No compulsory license has ever been granted in China by SIPO, even though Chapter VI of the current Patent Law contains compulsory license provisions and China implemented the Doha Declaration through a National People's Congress decision on accession as well as through SIPO's Measures for the Compulsory Licensing of Patents Relating to Public Health Issues ("Pharmaceutical Compulsory Licensing Measures"). The Amendment provides a more definitive statutory basis to compel compulsory licenses, implements the Doha Declaration into the Patent Law, and contains new rules that restrict the general scope of compulsory licensing while making it more feasible and likely for compulsory licenses to be granted in the area of pharmaceuticals (new Article 50) and semiconductor technology (new Article 52).

China has long provided a working requirement in its Patent Law. Under the current Patent Law, compulsory licensing may be granted where an entity is unable to obtain a license on reasonable terms and conditions within a reasonable period of time.
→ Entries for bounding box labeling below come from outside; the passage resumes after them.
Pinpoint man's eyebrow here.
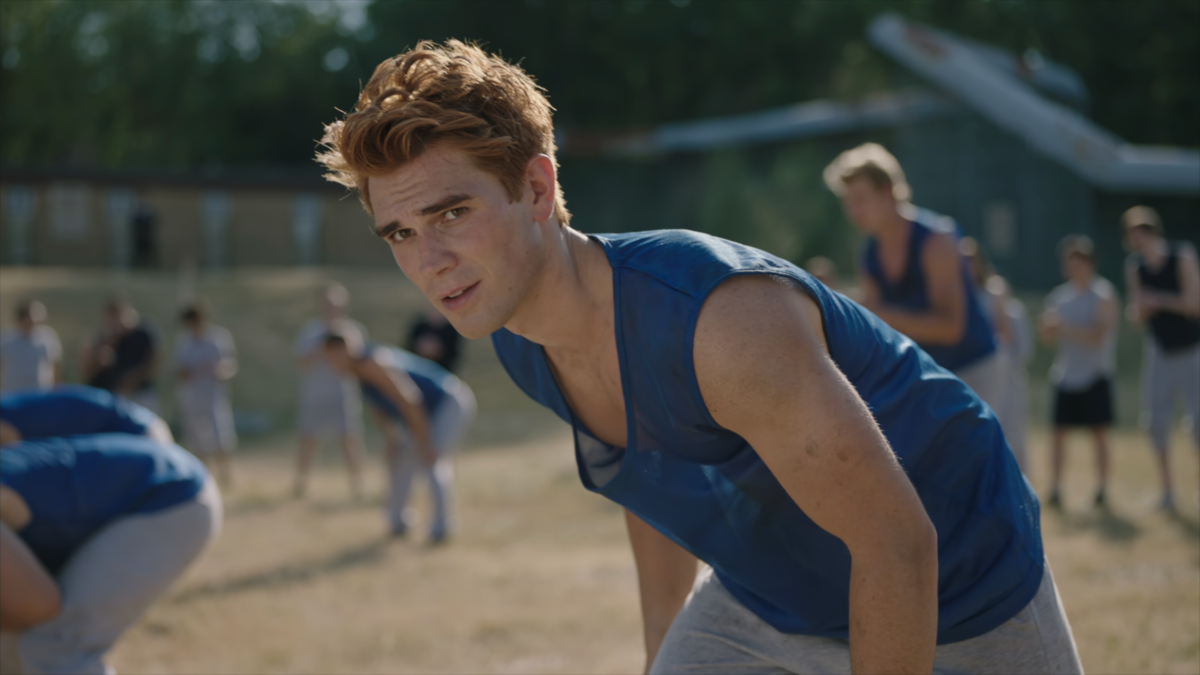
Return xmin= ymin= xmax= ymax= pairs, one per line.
xmin=374 ymin=195 xmax=473 ymax=239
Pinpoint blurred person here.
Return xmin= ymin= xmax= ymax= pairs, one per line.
xmin=1122 ymin=201 xmax=1200 ymax=509
xmin=0 ymin=300 xmax=62 ymax=394
xmin=804 ymin=256 xmax=838 ymax=291
xmin=824 ymin=143 xmax=1003 ymax=407
xmin=174 ymin=300 xmax=238 ymax=488
xmin=1038 ymin=235 xmax=1121 ymax=508
xmin=0 ymin=434 xmax=222 ymax=675
xmin=959 ymin=237 xmax=1028 ymax=474
xmin=79 ymin=295 xmax=158 ymax=412
xmin=318 ymin=41 xmax=1081 ymax=673
xmin=325 ymin=333 xmax=475 ymax=544
xmin=294 ymin=283 xmax=367 ymax=497
xmin=404 ymin=305 xmax=462 ymax=372
xmin=0 ymin=384 xmax=174 ymax=443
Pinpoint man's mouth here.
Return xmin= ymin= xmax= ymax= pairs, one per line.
xmin=442 ymin=281 xmax=479 ymax=310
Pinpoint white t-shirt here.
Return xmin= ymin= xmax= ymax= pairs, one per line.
xmin=175 ymin=325 xmax=238 ymax=404
xmin=0 ymin=324 xmax=62 ymax=393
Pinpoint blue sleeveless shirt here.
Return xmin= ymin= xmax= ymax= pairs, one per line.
xmin=492 ymin=231 xmax=1044 ymax=644
xmin=0 ymin=386 xmax=158 ymax=440
xmin=0 ymin=434 xmax=208 ymax=574
xmin=862 ymin=210 xmax=996 ymax=370
xmin=362 ymin=345 xmax=458 ymax=419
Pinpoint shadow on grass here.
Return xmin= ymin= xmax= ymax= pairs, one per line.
xmin=170 ymin=538 xmax=389 ymax=604
xmin=1045 ymin=506 xmax=1141 ymax=542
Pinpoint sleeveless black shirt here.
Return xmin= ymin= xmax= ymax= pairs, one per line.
xmin=1136 ymin=243 xmax=1200 ymax=353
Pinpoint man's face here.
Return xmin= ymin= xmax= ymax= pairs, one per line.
xmin=368 ymin=145 xmax=557 ymax=339
xmin=1062 ymin=255 xmax=1096 ymax=286
xmin=841 ymin=177 xmax=896 ymax=234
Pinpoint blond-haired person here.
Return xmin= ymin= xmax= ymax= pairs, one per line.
xmin=312 ymin=41 xmax=1080 ymax=673
xmin=824 ymin=143 xmax=1003 ymax=407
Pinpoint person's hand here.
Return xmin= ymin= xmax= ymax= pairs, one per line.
xmin=1038 ymin=310 xmax=1062 ymax=342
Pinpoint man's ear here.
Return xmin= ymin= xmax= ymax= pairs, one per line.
xmin=526 ymin=155 xmax=558 ymax=222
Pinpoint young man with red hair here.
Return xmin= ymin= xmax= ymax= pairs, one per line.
xmin=319 ymin=41 xmax=1080 ymax=673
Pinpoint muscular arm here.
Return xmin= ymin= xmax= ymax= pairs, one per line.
xmin=625 ymin=510 xmax=696 ymax=673
xmin=354 ymin=359 xmax=437 ymax=464
xmin=868 ymin=234 xmax=971 ymax=345
xmin=695 ymin=277 xmax=938 ymax=673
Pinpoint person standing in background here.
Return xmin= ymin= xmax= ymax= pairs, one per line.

The Amendment, however, restricts the scope for compulsory licensing to the standard 1) that the patentee has not exploited or has not sufficiently exploited the patent rights without any reasonable grounds within three years since the date that the patent rights were granted and four years since the date of filing, or 2) if the patentee exploits the patent in a manner determined to be an "act of antitrust."

The Amendment has adopted a broader standard than that of the Pharmaceutical Compulsory Licensing Measures for issuing compulsory licensing of pharmaceuticals for any public health purposes. That is, the compulsory licensing provided under the Amendment is no longer limited to just "for the treatment of contagious diseases" as under the Pharmaceutical Compulsory Licensing Measures. This theoretically opens up a broad range of pharmaceutical therapies to compulsory licensing.
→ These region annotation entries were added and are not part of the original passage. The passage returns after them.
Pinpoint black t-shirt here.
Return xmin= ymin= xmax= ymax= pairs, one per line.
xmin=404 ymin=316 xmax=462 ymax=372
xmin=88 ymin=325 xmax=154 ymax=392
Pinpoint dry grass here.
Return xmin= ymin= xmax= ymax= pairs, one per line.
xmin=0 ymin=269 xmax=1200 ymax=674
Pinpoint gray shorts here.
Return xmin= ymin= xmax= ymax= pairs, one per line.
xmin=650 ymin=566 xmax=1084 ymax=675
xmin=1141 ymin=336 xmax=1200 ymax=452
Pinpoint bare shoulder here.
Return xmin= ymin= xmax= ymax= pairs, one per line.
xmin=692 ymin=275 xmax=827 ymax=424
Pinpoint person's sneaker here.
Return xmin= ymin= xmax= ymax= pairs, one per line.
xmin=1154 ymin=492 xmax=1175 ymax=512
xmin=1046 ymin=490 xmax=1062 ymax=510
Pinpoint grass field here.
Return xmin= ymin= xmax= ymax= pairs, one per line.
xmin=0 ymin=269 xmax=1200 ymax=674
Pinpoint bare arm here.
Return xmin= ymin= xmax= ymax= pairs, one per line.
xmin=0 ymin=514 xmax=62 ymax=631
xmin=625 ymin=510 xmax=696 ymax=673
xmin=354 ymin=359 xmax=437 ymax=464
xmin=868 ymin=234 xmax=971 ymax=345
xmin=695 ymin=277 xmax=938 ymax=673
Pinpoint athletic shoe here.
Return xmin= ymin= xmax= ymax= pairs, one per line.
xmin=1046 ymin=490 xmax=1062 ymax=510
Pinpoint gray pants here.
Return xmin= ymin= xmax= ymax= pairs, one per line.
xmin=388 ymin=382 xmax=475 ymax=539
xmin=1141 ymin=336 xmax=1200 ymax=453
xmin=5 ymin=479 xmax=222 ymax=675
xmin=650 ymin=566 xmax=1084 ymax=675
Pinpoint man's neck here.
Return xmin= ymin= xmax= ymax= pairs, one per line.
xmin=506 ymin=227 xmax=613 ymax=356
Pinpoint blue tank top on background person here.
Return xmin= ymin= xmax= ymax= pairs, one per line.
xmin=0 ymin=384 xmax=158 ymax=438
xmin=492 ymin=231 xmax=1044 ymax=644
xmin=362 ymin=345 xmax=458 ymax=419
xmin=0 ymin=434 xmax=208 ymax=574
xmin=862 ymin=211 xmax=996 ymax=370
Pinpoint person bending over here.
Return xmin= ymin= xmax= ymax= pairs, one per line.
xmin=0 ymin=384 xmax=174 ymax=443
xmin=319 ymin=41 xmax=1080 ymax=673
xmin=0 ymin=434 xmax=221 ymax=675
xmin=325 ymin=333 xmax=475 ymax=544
In the event of a public health crisis, such as SARS or bird flu, the Chinese government is likely to grant a compulsory license to manufacture and export the required patented drugs. For other nonpublic health matters (e.g., green technology), however, it remains to be seen if the SIPO is equally willing to grant a compulsory license. Recently, Chinese courts reportedly have denied a request for injunction in a patent infringement case after the patentee prevailed. This could signal the beginning of court-mandated compulsory licenses in China.

In addition to health-related compulsory licensing, the Amendment also provides that the Chinese government may grant a compulsory license on a patent involving semiconductor technology if the license for exploitation is limited to use for the purposes of public interest.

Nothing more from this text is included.